The ileum mucosa collected at autopsy was stored at -80°C until further analysis for a maximum of three months. The indices of oxidative stress: LPO (lipid peroxides) and GSSG/GSH (glutathione redox ratio) were measured after homogenization in a 1.15% KCL solution (1:10).
The levels of LPO were detected using the commercial kit Bioxytech LPO-586 (Oxis International, USA). The value of the redox status of the ileum mucosa was expressed as the glutathione redox ratio GSSG/GSH. The total glutathione TSSG and the oxidized glutathione GSSG of the ileum mucosa were measured using the Griffith method [16, 28]. Glutathione content was determined on the basis of a standard curve generated with a known concentration of this substance.

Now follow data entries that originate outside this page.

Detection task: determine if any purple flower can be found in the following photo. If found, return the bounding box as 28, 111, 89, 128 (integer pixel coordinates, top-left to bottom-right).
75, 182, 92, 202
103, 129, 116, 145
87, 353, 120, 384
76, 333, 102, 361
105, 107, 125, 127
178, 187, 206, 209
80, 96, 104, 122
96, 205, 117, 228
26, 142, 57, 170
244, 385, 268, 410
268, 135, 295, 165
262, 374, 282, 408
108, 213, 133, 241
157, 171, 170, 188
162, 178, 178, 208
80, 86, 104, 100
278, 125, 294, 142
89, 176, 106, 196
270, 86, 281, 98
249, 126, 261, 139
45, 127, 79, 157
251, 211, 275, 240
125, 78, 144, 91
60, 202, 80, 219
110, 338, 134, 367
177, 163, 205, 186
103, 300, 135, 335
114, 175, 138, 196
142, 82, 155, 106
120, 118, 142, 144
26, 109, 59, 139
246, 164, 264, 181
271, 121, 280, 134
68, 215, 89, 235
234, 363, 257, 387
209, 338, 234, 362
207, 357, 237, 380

The amount of reduced glutathione GSH was calculated as the difference between TSSG and GSSG.
The computer program Sigma Stat for Windows 2.0 (Jandel Corporation, USA) was applied. The tests were selected according to data distribution: the Fisher exact test in comparing categorical values, the Student t-test with Bonferroni correction for describing the continuous indices. The Mann-Whitney test was used for comparing unevenly distributed data.